色々不調を感じるようになり、スッと立ち上がれなかったり白髪を見つけたり、と諦めを感じる瞬間が増えて来た。
更年期も入るだろうから動悸ぐらいでわぁわぁ言っていたら病院がいくつあっても足りないだろう。
特に今はこんなコロナの時期。
しょうもないことで病院に行くのは憚られる。
面倒くさいのも手伝って理由をつけてはうやむやに過ごすことにしたのだ。

しかし、それから数週間後。
さらに異変が起きる。
日に日に呼吸がしんどくなり、普通に歩くことが辛くなって来た。
胸痛は走らなければ起きないので回避出来ていたが、動悸と息切れ、呼吸のしんどさで通勤が地獄…。
特に肺が小さくなった様な苦しさがツライ。
会社終わりは足を引きずる様にして何とか歩をすすめ、帰宅後玄関に倒れ込む状態。
さくらちゃんの散歩に無理矢理出かけるも、いつも10分で帰宅できるルートに30分かかる始末である。
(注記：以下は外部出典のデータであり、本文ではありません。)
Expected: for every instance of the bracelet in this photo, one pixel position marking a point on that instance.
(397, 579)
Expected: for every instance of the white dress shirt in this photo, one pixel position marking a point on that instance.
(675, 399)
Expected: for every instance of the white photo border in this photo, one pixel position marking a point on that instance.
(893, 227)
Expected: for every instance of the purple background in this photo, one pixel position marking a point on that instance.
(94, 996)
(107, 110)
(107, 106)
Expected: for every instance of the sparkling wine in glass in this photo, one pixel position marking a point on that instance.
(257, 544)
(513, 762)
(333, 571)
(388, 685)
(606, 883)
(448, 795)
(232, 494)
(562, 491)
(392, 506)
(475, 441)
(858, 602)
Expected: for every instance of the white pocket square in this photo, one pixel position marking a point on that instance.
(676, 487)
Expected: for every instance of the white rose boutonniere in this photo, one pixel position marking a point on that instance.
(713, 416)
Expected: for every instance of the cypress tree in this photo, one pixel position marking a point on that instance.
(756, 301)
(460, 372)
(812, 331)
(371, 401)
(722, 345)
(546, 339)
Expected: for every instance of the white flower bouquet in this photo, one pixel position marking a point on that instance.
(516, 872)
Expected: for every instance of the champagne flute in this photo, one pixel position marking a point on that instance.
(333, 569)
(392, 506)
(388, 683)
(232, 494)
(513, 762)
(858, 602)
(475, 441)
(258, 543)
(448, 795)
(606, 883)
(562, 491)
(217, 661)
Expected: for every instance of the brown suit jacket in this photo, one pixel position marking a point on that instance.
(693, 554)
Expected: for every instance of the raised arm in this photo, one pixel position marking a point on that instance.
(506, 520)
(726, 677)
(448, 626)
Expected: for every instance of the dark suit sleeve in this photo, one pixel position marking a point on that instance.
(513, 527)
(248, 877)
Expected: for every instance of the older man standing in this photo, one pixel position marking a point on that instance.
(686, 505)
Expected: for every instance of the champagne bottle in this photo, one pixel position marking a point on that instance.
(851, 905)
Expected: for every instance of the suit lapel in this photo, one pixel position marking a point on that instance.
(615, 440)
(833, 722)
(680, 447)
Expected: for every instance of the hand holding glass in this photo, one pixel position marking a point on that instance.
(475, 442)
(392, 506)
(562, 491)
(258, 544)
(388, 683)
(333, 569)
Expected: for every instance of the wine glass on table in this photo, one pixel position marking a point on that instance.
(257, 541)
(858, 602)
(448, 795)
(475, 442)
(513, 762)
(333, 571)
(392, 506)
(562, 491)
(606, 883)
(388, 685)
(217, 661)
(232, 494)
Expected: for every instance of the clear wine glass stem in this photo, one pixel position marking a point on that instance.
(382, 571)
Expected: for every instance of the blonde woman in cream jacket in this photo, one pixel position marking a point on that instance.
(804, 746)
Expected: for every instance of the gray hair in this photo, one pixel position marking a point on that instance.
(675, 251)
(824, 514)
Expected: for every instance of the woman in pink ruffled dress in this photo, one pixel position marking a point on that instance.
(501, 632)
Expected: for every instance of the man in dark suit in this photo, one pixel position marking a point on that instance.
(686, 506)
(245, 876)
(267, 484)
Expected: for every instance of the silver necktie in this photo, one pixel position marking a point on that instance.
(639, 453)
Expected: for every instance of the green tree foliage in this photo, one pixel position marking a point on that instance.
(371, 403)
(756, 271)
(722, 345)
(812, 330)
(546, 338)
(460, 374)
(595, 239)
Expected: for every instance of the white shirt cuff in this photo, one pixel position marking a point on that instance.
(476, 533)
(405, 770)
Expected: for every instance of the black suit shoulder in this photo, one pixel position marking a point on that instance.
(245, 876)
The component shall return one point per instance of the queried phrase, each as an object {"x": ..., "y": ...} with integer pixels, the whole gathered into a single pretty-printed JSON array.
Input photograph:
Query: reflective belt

横になると動悸も治るので、横になったり起きたりしながら何とか家事をこなす。
が、時間がかかりすぎてとうとう生活に支障をきたす様になってきた。

まずいんじゃないか?
ネットで調べると出てくる、胸痛に纏わる病気の数々…。
それらを目にするうちに流石に怖くなってきた。
こうなったら行くしかないのか…。
嫌だけど…。
とうとう心臓を見てくれる病院を探すことにしたのだった。